To paraphrase Joni mitchell, "They've saved paradise, put up a solar farm".


Until the skies cloud up and 150,000 homes light candles, or wait they are backed up by fossil fuel generation......


I also find the scale of these projects somewhat off-putting when shown in terms of “homes powered”. However, I believe we should look at these projects as one part of a future energy portfolio. Solar on the roofs of most homes in LA would create another large footprint. Making the home itself more energy efficient is another important part of the equation. If each home sips energy from the grid vs gulping it as they do today, overall demand is lowered and we need fewer of these large arrays in the desert.


Fossil fuels are dead. The future is here


If 1,500 acres can power 150,000 LA homes, that is a ratio of 0.01 acre per home.

According to the 2013-2017 American Community Survey, there are 3,506,903 homes in LA and 13,996,299 homes in California.

If we have .01 acre of solar per home, that's 35,069 acres, or 54.8 square miles, of solar panels required to power LA. To power California, 139,963 acres, or 218.7 square miles, of solar would be required.
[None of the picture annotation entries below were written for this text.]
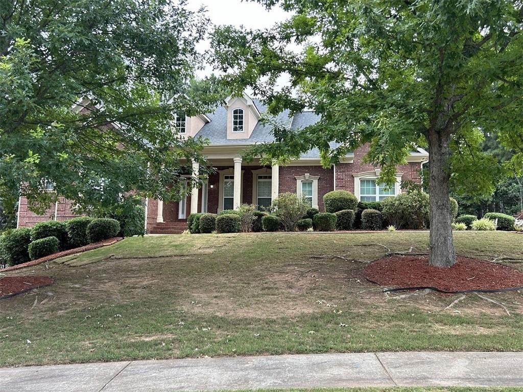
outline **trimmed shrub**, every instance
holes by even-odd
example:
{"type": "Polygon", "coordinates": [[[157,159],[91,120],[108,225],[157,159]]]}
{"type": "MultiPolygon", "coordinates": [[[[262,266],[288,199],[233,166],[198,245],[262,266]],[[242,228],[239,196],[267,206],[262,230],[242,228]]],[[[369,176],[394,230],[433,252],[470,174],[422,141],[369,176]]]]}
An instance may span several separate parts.
{"type": "Polygon", "coordinates": [[[230,214],[240,215],[240,211],[237,210],[222,210],[218,213],[218,215],[230,215],[230,214]]]}
{"type": "Polygon", "coordinates": [[[60,249],[67,247],[67,234],[65,222],[60,221],[46,221],[37,223],[31,229],[31,240],[36,241],[48,237],[56,237],[60,244],[60,249]]]}
{"type": "Polygon", "coordinates": [[[311,207],[307,209],[307,212],[305,213],[305,216],[306,217],[304,217],[304,219],[306,219],[309,218],[311,221],[314,219],[314,215],[316,214],[319,214],[320,211],[317,208],[314,208],[314,207],[311,207]]]}
{"type": "MultiPolygon", "coordinates": [[[[419,229],[428,226],[429,197],[424,192],[410,192],[381,202],[382,219],[396,228],[419,229]]],[[[364,228],[362,225],[362,228],[364,228]]]]}
{"type": "Polygon", "coordinates": [[[456,221],[459,208],[459,205],[458,204],[458,201],[454,198],[450,198],[450,220],[451,222],[456,221]]]}
{"type": "Polygon", "coordinates": [[[320,212],[314,215],[314,227],[320,232],[332,232],[336,229],[336,216],[330,212],[320,212]]]}
{"type": "Polygon", "coordinates": [[[323,195],[325,212],[334,213],[342,210],[356,209],[358,205],[356,197],[348,191],[331,191],[323,195]]]}
{"type": "Polygon", "coordinates": [[[460,222],[459,223],[452,222],[451,226],[452,227],[452,230],[457,230],[460,232],[467,230],[467,225],[462,222],[460,222]]]}
{"type": "Polygon", "coordinates": [[[87,225],[87,238],[89,242],[97,243],[116,237],[120,233],[120,223],[111,218],[96,218],[87,225]]]}
{"type": "Polygon", "coordinates": [[[498,230],[511,232],[514,229],[516,218],[514,216],[499,212],[487,212],[485,214],[485,217],[491,221],[495,221],[497,219],[498,230]]]}
{"type": "Polygon", "coordinates": [[[241,221],[237,214],[219,214],[216,218],[216,232],[238,233],[242,229],[241,221]]]}
{"type": "Polygon", "coordinates": [[[281,219],[283,229],[287,232],[294,231],[296,223],[303,217],[308,208],[305,198],[295,193],[281,193],[272,201],[274,213],[281,219]]]}
{"type": "Polygon", "coordinates": [[[358,203],[358,207],[354,212],[354,223],[353,227],[354,228],[361,228],[361,213],[366,210],[377,210],[381,211],[382,208],[381,201],[360,201],[358,203]]]}
{"type": "Polygon", "coordinates": [[[253,221],[253,231],[258,233],[263,231],[263,223],[262,218],[269,214],[265,211],[254,211],[254,220],[253,221]]]}
{"type": "Polygon", "coordinates": [[[336,215],[336,228],[337,230],[350,230],[354,223],[354,211],[352,210],[342,210],[335,213],[336,215]]]}
{"type": "Polygon", "coordinates": [[[262,218],[262,225],[264,232],[277,232],[281,222],[281,220],[274,215],[268,215],[262,218]]]}
{"type": "Polygon", "coordinates": [[[477,217],[475,215],[460,215],[456,218],[456,222],[457,223],[464,223],[470,229],[472,226],[472,222],[477,220],[477,217]]]}
{"type": "Polygon", "coordinates": [[[244,233],[248,233],[252,229],[254,211],[256,210],[256,206],[253,204],[242,204],[238,209],[242,231],[244,233]]]}
{"type": "Polygon", "coordinates": [[[477,219],[471,225],[472,230],[477,232],[493,232],[496,229],[496,222],[487,218],[477,219]]]}
{"type": "Polygon", "coordinates": [[[202,214],[200,217],[200,233],[212,233],[216,229],[216,214],[202,214]]]}
{"type": "Polygon", "coordinates": [[[46,237],[31,243],[28,250],[31,260],[36,260],[57,253],[60,250],[60,242],[56,237],[46,237]]]}
{"type": "Polygon", "coordinates": [[[312,220],[310,218],[300,219],[296,224],[296,227],[300,232],[304,232],[312,227],[312,220]]]}
{"type": "Polygon", "coordinates": [[[200,218],[203,215],[201,212],[189,214],[187,217],[187,228],[191,234],[200,233],[200,218]]]}
{"type": "Polygon", "coordinates": [[[383,227],[381,213],[377,210],[365,210],[361,213],[361,228],[366,230],[381,230],[383,227]]]}
{"type": "Polygon", "coordinates": [[[67,243],[71,248],[78,248],[89,244],[87,226],[93,221],[89,216],[80,216],[65,221],[67,243]]]}
{"type": "Polygon", "coordinates": [[[3,262],[16,266],[29,261],[31,229],[27,227],[10,230],[0,236],[0,257],[3,262]]]}

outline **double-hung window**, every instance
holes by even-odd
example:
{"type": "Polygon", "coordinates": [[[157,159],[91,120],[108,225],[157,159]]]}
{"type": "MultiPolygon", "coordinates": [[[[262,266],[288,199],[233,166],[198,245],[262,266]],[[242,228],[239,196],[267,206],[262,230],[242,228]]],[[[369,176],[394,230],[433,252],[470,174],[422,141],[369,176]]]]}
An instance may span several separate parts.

Los Angeles itself is around 503 square miles, so you would need a solar field a little less than half the size of Los Angeles to power the state.

Is it really more environmentally friendly to build half a Los Angeles in the Mojave?


The problem in your math is assuming that you need 1500 acres to power 150,000 homes. It just said the size of that facility is 1500 acres. It did not say that it's being fully utilized. A better way would be to calculate the other way; what is output per square yard? What is usage? etc. etc. You will find an answer much different than what you posited above.